Municipality in the Mexican state of Michoacán

Los Reyes is a municipality in the Mexican state of Michoacán. The municipality has an area of 480.09 square kilometres (0.81% of the surface of the state) and is bordered to the north by the municipality of Tangancícuaro, to the east by Charapan, to the southeast by Uruapan, to the south by Peribán, to the southwest by Tocumbo, and to the northwest by Tingüindín. The municipality had a population of 77,000 inhabitants according to the 2009 census. Its municipal seat is the city of Los Reyes de Salgado.The city is also known for exporting avocados and blackberries. Both of these orchids surround the area between Los Reyes and Periban, it is also home of the Lobos Grises de los Reyes (Grey Wolves) a professional soccer team currently playing in the Tercera Division Mexicana at Group IX.

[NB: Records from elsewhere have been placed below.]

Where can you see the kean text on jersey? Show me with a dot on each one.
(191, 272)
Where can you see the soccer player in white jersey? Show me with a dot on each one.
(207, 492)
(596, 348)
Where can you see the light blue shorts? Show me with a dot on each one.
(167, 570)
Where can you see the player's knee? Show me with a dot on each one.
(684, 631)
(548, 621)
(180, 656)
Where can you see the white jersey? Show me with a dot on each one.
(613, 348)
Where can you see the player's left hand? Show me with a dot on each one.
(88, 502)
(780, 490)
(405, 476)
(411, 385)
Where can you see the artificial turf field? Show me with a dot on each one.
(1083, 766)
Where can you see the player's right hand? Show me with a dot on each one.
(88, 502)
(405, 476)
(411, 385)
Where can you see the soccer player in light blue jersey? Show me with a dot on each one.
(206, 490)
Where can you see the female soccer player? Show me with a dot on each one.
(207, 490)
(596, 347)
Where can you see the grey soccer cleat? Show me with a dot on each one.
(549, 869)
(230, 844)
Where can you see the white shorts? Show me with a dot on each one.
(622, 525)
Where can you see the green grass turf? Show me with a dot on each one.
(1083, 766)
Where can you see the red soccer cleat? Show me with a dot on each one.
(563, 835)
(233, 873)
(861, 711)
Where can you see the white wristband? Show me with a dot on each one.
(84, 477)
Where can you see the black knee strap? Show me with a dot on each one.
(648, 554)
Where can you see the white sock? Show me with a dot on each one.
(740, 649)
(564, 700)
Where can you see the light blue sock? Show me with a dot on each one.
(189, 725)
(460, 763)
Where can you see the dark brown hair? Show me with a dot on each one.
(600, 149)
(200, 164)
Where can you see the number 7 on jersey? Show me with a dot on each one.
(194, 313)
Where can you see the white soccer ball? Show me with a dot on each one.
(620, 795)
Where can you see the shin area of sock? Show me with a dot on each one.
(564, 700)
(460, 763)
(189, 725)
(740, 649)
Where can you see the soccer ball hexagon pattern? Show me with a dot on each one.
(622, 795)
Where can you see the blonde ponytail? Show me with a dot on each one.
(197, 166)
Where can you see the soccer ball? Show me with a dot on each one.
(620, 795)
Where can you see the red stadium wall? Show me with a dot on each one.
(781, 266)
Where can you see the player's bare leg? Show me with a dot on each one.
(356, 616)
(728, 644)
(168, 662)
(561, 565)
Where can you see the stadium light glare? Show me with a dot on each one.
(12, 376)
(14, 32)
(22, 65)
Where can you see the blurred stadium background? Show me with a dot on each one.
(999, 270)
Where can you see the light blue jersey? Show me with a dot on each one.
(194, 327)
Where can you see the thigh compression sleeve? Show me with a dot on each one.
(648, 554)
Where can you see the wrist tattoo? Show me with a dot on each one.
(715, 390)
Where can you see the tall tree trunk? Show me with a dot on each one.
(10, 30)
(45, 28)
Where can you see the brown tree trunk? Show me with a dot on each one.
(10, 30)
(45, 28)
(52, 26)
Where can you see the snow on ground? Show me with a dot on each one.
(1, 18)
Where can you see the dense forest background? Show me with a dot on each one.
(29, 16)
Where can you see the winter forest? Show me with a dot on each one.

The City of Los Reyes, was founded according to royal decree on 12 May 1594. In 1837 it acquired the head of the western district. In 1859, Los Reyes was assigned the status of villa, bearing the name "Villa de Salgado", in memory of the insurgent patriot Don José Francisco Trinidad Salgado Rentaría, who was originally from this place and who was also the first elected governor of the State. On 20 June 1950 Los Reyes was granted the category of City with the name of "Los Reyes de Salgado, Michoacán."